I have written a code to calculate RMSE error between observed and simulated data. But I want to do this only for the month of January only. The text file has data with date in first column, simulated data in 2nd column and observed data in 3rd column.
The format of data is as below:
DATE cout rout coub cinf
UNITS m3/s m3/s m3/s m3/s
1981-01-01 292.234 305 0 292.234
1981-01-02 293.152 320 0 293.152
1981-01-03 293.985 324 0 293.985
1981-01-04 295.115 308 0 295.115
1981-01-05 296.579 326 0 296.579
1981-01-06 298.266 344 0 298.266
1981-01-07 300.084 342 0 300.084
1981-01-08 301.945 329 0 301.945
1981-01-09 303.747 357 0 303.747
1981-01-10 305.437 351 0 305.437
1981-01-11 306.967 352 0 306.967
1981-01-12 308.281 382 0 308.28
The code below is written to calculate RMSE for entire dataset irrespective of dates:
# Function that returns Root Mean Squared Error
# set the working directory
setwd("D:\\Results\\")
# Get the header 1st line of the data
header <-scan("4001968.txt", nlines=1, what =character())

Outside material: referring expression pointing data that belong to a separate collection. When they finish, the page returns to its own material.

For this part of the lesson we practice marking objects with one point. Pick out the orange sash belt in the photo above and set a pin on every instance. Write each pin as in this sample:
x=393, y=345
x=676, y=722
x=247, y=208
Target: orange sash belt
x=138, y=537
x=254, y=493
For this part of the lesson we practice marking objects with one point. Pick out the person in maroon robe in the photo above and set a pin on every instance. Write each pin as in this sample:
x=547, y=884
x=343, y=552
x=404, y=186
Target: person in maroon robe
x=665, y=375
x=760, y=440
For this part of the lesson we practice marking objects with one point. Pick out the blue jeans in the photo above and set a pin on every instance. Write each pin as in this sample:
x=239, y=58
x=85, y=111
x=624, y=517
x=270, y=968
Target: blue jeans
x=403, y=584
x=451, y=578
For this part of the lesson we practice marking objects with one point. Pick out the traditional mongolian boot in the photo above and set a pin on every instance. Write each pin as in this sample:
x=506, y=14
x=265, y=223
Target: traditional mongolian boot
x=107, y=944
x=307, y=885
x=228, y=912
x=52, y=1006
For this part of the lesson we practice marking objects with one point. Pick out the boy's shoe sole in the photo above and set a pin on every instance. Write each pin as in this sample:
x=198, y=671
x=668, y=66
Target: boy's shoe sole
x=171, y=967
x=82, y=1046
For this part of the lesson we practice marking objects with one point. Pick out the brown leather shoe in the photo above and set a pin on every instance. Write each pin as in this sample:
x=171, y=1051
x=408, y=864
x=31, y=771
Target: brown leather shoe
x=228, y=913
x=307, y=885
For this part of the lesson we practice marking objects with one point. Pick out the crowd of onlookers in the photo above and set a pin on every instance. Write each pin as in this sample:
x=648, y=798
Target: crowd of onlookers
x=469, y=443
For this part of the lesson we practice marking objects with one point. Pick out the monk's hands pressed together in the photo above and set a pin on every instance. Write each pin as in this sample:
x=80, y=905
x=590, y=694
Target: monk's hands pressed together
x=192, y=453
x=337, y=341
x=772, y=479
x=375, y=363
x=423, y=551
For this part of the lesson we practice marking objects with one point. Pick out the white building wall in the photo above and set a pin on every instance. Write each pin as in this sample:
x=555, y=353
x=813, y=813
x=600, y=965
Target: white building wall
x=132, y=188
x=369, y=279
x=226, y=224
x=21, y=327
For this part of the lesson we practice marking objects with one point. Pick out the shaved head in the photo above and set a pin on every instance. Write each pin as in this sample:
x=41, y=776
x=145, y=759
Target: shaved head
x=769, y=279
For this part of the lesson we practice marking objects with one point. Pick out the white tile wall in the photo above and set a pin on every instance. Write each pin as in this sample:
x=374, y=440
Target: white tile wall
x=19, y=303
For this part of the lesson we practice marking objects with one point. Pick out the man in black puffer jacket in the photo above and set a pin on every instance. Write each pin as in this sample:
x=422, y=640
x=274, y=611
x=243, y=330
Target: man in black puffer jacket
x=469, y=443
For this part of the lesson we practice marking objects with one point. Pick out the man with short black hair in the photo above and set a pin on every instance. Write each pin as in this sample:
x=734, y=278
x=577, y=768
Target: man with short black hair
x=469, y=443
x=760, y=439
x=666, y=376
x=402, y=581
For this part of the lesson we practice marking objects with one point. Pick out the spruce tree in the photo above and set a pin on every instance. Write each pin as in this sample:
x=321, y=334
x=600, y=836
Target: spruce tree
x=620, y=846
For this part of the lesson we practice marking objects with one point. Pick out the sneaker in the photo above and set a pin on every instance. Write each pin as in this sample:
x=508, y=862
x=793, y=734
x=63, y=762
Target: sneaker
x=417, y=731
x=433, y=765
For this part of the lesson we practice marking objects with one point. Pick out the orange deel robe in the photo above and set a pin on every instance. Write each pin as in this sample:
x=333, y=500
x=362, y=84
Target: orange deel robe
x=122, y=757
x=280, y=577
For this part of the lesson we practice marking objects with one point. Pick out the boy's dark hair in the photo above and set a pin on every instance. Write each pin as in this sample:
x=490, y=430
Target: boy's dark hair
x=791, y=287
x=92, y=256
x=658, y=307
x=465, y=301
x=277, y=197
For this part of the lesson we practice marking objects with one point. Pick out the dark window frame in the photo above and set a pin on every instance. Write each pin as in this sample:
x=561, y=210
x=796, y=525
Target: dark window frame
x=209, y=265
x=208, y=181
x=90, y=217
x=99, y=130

#Define number of lines to skip, which is 2
y <- read.table("4001968.txt",skip=2,header=F,sep="\t")
# Add the character vector header on as the names component
names(y) <- header
#Function for calculating RMSE
rmse <- function(error)
{
sqrt(mean(error^2))
}
# Convert characater to numeric
y$cout <- as.numeric(as.character(y$cout))
y$rout <- as.numeric(as.character(y$rout))
actual <- y$cout
predicted <- y$rout
# Calculate error
error <- actual - predicted
# Invocation of functions
rmse(error)
The output will be a single value for the month of January only.